As someone who has attained no higher than his blue belt in the art of gagging, this present trend is more than a little disturbing. I can envision a time in which a dependable second income will consist of renting your wiener dog out for television commercials, or more lucrative still, your grandparents for coffee tables.
Those of us for whom the gag does not come easily will be shuttled off to some Siberian-like outpost, forced to eke out a meager existence writing infomercials for funeral chapels or cancer treatment clinics, miles away from the cities where the real work is being done.
Curse our parents
We will rise each morning to the sounds of rim shots in the distance and curse our parents’ gene pool for depriving us of the right funny stuff. We will, in time, become the lepers of this business. The untouchables. We will beg for handouts while all around us people in the Doc Martens du jour will be taking my wife, please, not to mention my computer and a damn good dental plan.
By this point, General Motors will have signed Robin Williams, Ford, Whoopi Goldberg, and Chrysler, Roseanne Barr, and because nobody can figure out that Yushi Hamamoto is really a funny guy, it will be all over for Honda. Toyota, on the other hand, will sign on Seinfeld and threaten to kick everybody’s butt.
Funniest of fonts
Without a degree in Gagology from a reputable institute of higher learning, one’s chance at employment as a copywriter will be a joke.
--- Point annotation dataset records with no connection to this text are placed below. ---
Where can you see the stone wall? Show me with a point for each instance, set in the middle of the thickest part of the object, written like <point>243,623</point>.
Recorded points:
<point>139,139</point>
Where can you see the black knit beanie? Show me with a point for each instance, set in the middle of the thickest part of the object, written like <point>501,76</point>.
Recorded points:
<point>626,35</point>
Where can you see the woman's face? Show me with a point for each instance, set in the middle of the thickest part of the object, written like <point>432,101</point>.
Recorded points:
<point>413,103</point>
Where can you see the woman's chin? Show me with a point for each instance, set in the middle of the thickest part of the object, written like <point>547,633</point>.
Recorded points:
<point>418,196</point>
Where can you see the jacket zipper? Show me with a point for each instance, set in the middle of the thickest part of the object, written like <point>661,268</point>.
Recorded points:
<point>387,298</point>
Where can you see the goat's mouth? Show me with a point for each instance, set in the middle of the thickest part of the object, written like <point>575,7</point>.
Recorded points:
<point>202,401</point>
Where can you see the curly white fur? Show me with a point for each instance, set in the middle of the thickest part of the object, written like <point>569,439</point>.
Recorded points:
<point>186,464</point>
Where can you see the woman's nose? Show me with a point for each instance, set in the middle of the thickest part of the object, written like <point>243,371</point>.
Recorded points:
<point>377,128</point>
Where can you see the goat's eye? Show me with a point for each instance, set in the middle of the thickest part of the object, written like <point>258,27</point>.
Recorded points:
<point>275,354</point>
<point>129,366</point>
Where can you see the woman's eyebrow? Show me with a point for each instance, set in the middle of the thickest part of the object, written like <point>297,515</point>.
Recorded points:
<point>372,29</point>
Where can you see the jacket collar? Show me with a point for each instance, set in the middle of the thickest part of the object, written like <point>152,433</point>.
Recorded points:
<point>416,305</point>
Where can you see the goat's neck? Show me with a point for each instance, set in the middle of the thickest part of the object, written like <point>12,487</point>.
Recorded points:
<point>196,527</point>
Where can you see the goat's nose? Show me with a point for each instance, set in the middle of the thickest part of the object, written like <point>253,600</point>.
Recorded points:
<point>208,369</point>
Art directors will spend hours searching for the funniest of fonts. Everywhere we look, supers will appear in Harpo bold or Groucho gothic condensed. When attending advertising award shows, audiences will be served depressants so that they do not suffer severe cardio infarction brought about by too much laughing.
Of course, there will be somebody in the crowd who thinks the word infarction is about as hilarious as a word can be and he or she will be carried out on a stretcher, which for others is pretty damn funny stuff.
And then, it will happen. Somebody, against all odds, will create a piece of advertising that dares to sell something. It won’t be mildly amusing let alone funny.
It may even contain an idea.
Shrugged off
It will be criticized and shrugged off as nothing more than a trend.
But there will be others. These things with ideas. And they will take hold and they will become disturbing to those who fail to see the non humor in them. And in time they will triumph again.
And they will help recapture market share and brand equity and foreign automobiles for those who create them.
And those who lived by the gag will be forced to open strip malls with nothing but novelty shops and will earn their living selling whoopee cushions and plastic barf. And there will be sales with up to 95% off wiener dogs.
Now that’s funny.
terry bell is executive vice-president at Vickers & Benson Advertising, where he began his career in advertising 22 years ago, straying through the broadcast production and account management departments before settling into the creative department – for life – as a copywriter. In the intervening years, he spent time at Scali McCabe Sloves, Toronto, and Saatchi & Saatchi Canada.
Bell has sold Heinz ketchup, Parker Bros. games, Hondas, Sunlight laundry detergent, Cadbury chocolate bars, Toyotas, Ralston Purina, Volvos, Labatt’s Blue, Molson Breweries, General Motors, The Chase Manhattan Bank, Sunbeam appliances, Infiniti automobiles, Jaguar automobiles and British Airways; and has won more than 200 international awards including eight Gold Clios doing so.